The longtime Merrick resident was such an integral part of the Bellmore-Merrick community that Gould’s friends and family members believed that, in the same way that Bacon can be linked to virtually any actor through no more than six connections, Gould can be linked to nearly any local resident.

“My mom just knew everyone, and everyone knew her,” Gould’s daughter, Meredith Tateo, said.

Gould, who was involved in academics, state and county wrestling and community events, died March 29. She was 77.

Born Marcia Laskin in November 1943, Gould lived in Brooklyn for the first nine years of her life before moving to Merrick with her family. She graduated from Sanford H. Calhoun High School in 1961, part of the first-ever four-year graduating class in Calhoun history. She took courses at Hofstra University and later studied speech at C.W. Post.

According to a news release dated March 17, 1966, Gould was the first-ever civil service worker hired in the Nassau County Sheriff’s Office, two months after civil service status was inaugurated.

While in that role, she met her eventual husband of 51 years, Edwin Gould. Then a senior at the United States Merchant Marine Academy, Ed said they were set up on a blind date one chilly November night in 1968. The two attended a Hofstra University-Kings Point football game, and the rest, Ed said, was history.

“We were married six months later,” he noted.

As a Calhoun alumna, Gould was invested in the Bellmore-Merrick Central High School District. She was one of the trailblazers who helped to form the Calhoun High School Alumni Association roughly 25 years ago and remained on the Board of Directors for many years.

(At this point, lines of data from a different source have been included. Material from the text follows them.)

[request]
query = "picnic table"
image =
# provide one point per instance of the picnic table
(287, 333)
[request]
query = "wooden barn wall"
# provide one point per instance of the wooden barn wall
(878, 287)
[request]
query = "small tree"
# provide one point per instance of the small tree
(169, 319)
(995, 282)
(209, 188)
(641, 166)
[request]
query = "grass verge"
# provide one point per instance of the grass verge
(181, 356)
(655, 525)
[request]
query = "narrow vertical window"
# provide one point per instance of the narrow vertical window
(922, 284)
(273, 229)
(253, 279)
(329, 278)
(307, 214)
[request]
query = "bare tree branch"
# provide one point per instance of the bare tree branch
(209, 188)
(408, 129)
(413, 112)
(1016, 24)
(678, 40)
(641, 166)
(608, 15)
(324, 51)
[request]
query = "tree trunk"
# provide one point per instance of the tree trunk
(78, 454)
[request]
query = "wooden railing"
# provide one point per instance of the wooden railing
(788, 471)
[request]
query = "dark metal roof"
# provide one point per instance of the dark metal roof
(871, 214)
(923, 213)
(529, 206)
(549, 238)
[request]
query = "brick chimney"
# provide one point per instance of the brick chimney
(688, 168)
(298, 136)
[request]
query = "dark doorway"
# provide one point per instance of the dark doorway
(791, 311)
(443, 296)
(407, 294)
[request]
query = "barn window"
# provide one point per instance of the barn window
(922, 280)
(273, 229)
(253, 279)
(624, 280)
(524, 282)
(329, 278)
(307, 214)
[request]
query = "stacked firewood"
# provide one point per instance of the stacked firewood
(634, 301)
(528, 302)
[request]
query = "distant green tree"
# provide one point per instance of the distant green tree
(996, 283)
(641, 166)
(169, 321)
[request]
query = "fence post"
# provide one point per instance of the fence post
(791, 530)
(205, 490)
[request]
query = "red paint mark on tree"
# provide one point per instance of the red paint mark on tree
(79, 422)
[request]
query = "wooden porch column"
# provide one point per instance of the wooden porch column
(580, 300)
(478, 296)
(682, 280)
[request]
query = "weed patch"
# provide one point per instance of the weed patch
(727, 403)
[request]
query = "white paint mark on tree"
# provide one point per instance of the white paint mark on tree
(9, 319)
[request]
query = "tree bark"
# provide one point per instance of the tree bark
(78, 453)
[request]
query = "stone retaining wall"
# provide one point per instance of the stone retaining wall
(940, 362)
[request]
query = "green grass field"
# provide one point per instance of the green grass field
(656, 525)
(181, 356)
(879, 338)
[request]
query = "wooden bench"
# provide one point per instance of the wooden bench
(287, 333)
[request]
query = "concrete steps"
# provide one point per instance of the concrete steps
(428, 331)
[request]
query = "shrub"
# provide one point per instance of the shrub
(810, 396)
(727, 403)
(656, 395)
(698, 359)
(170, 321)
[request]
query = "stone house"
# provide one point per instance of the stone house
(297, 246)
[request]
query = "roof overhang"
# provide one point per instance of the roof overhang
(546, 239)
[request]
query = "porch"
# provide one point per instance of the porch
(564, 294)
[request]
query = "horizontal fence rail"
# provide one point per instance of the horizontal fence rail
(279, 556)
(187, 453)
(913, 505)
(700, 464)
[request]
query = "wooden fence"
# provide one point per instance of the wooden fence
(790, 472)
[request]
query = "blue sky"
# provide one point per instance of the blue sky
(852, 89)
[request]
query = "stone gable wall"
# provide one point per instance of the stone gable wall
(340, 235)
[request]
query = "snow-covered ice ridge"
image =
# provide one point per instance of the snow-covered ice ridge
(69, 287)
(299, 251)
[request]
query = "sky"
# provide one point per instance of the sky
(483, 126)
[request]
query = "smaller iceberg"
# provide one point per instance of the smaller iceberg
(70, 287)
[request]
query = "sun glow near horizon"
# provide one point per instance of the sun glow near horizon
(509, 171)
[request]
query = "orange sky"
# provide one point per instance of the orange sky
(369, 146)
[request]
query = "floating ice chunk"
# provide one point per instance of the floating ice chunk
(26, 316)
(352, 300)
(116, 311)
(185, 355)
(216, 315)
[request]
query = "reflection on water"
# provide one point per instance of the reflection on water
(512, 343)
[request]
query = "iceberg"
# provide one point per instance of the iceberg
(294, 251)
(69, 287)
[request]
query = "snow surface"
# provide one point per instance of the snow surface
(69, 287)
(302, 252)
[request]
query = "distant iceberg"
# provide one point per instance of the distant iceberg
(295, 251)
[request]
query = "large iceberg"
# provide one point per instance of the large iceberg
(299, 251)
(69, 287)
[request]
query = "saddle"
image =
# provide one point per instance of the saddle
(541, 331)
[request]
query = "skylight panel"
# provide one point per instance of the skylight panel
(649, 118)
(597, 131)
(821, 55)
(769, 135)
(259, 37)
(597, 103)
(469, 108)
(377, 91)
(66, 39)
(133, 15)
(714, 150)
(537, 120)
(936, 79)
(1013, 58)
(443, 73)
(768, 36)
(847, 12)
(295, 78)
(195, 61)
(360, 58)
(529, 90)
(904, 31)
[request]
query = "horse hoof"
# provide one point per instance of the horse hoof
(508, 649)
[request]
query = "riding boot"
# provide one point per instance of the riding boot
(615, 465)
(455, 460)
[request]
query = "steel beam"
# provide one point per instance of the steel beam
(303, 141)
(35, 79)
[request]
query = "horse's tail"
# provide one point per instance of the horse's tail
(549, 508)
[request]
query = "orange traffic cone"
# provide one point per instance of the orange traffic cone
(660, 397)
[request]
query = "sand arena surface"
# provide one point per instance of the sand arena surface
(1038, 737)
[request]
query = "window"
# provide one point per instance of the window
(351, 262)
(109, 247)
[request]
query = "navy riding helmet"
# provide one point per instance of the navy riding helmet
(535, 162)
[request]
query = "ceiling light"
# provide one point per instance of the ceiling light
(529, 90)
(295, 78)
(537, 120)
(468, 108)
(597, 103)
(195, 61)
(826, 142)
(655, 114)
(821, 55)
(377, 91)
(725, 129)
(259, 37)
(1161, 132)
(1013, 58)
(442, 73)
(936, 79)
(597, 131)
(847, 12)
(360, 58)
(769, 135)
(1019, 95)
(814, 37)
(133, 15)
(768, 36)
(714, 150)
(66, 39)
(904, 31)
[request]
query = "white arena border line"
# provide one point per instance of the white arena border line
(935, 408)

Gould was an active Parent Teacher Association member for more than 20 years. She followed her children through their school years, serving as the PTA president at Roland A. Chatterton School, then Merrick Avenue Junior High School (now Merrick Avenue Middle School) and Calhoun High School.

“She was always there for us; she was involved in everything we did,” Tateo, of Queens, said. “If you ask any of my friends, they’d call her the mayor of Merrick.”

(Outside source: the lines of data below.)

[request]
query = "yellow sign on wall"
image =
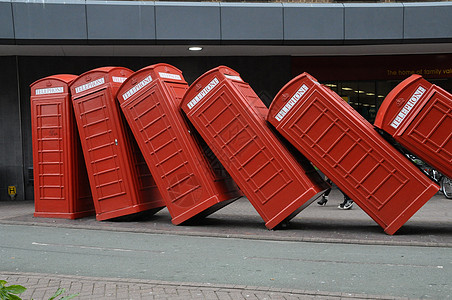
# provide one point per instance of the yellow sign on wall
(12, 190)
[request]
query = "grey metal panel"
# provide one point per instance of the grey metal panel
(65, 20)
(373, 21)
(313, 22)
(6, 20)
(428, 20)
(244, 21)
(124, 20)
(187, 21)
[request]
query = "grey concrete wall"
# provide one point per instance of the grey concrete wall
(11, 166)
(85, 22)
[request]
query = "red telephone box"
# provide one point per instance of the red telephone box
(120, 184)
(346, 148)
(231, 119)
(61, 186)
(150, 100)
(418, 115)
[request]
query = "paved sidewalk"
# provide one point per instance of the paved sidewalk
(43, 286)
(430, 226)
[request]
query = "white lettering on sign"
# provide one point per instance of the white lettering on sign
(55, 90)
(408, 107)
(203, 93)
(90, 85)
(137, 87)
(233, 77)
(119, 79)
(286, 108)
(170, 76)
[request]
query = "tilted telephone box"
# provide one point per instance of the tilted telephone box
(347, 148)
(231, 119)
(120, 184)
(189, 184)
(61, 185)
(418, 115)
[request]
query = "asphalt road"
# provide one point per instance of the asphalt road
(402, 271)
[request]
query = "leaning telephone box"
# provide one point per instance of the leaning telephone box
(150, 100)
(231, 119)
(347, 149)
(61, 186)
(418, 115)
(120, 184)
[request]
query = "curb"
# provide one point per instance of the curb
(207, 286)
(238, 236)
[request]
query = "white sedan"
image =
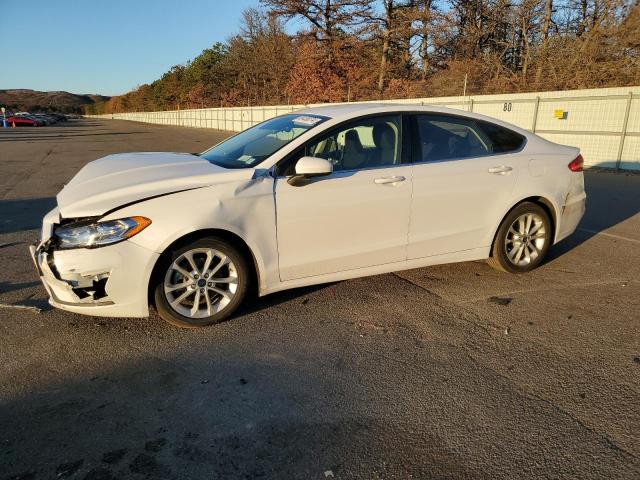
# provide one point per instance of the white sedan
(315, 196)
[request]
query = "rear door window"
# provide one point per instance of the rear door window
(444, 137)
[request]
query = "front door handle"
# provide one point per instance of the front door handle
(389, 180)
(501, 169)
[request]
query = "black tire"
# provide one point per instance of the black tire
(170, 314)
(503, 243)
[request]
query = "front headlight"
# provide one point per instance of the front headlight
(98, 234)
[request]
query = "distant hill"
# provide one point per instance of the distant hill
(32, 100)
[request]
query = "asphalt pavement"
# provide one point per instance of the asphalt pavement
(454, 371)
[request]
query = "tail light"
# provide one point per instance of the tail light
(577, 165)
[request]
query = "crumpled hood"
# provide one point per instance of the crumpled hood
(121, 179)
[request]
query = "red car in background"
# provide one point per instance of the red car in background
(22, 122)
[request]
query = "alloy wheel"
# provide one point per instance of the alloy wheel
(525, 239)
(200, 282)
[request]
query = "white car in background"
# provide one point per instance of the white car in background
(315, 196)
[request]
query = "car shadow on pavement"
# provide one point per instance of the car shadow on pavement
(208, 414)
(612, 198)
(20, 215)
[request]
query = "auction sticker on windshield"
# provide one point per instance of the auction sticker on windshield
(309, 121)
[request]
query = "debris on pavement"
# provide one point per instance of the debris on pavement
(501, 300)
(21, 307)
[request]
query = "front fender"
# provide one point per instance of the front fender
(246, 209)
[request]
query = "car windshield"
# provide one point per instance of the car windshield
(252, 146)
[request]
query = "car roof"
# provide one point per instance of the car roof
(343, 111)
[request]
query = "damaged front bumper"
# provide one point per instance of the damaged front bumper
(107, 281)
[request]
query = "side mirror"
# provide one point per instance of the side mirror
(309, 167)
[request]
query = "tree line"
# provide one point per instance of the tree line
(347, 50)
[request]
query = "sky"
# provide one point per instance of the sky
(106, 47)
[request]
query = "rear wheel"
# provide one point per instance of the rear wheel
(523, 239)
(201, 284)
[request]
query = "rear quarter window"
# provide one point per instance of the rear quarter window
(502, 139)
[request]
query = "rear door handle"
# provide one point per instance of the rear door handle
(389, 180)
(501, 169)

Gould also worked in the district offices at Wellington C. Mepham High School in North Bellmore. She was excessed from the position, but Ed insisted that she would have worked there forever.

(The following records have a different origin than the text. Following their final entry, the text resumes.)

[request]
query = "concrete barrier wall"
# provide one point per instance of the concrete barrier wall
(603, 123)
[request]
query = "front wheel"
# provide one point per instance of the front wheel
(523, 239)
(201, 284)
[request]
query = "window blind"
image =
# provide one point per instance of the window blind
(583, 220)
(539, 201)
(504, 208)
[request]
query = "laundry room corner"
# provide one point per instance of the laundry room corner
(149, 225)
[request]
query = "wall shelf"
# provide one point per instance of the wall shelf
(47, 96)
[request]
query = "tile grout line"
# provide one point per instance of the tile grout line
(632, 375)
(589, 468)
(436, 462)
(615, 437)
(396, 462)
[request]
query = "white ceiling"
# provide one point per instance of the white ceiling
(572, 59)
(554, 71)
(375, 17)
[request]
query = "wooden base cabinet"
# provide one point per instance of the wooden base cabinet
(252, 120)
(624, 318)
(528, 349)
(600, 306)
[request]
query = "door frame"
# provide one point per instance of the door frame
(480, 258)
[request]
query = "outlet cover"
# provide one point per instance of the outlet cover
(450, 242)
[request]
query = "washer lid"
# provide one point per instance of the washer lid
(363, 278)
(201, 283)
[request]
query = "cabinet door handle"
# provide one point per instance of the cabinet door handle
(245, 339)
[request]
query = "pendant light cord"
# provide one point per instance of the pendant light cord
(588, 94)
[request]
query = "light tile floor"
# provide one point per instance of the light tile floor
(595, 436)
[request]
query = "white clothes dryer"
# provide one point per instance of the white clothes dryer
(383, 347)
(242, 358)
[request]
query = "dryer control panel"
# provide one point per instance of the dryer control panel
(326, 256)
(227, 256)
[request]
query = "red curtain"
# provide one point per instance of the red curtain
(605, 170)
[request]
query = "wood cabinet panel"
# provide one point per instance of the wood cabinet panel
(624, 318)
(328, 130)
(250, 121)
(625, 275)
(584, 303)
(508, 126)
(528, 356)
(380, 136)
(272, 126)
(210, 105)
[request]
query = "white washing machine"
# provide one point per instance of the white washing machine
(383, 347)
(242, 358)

Gould further integrated herself into the community by working at Quick Photo in Bellmore and the now-shuttered Station Cleaners in Merrick, which was located near the train station on Merrick Avenue.

“She got to see a lot of people in town that way,” Ed said. “They’d come by and drop stuff off on their way to the train in the morning, or stop by at night.”

One of Gould’s greatest passions was wrestling. She was a U.S. Wrestling Officials Association pairing official for more than 30 years and worked at local, state, regional and national U.S. Wrestling events. She found time to serve on both the NY-USA Wrestling sectional and the state boards of directors.

Gould worked at high school wrestling events across Long Island and served as a crew member of Nassau’s New York State Public High School Athletic Association Sectional Wrestling Championship.

Raymond Adams, of Merrick, the head wrestling coach at Long Beach High School, lived close to Marcia and knew her through wrestling. He said Gould was the foundation of the sport locally.

“She was the grandmother of New York state wrestling,” Adams said. “She always made you smile. She’d make cookies for the kids at tournaments; she was just always looking out for them. . . . We’re really going to miss her.”

In her free time, Gould was a skilled needlepoint artist. For well over three decades, she crafted embroidered canvases, personalized pillows, and more for her friends and family members.

While she was small in stature, she was big in heart, Ed recounted. “If you had to sum up her life, it was about caring and sharing,” he said. “She cared deeply about others, and she wanted to share things with them.”

In addition to her husband and daughter, she is survived by a son, Brett; her son-in-law, Chris Tateo; daughter-in-law, Lauren, and grandchildren Marcus, Avery and Emma.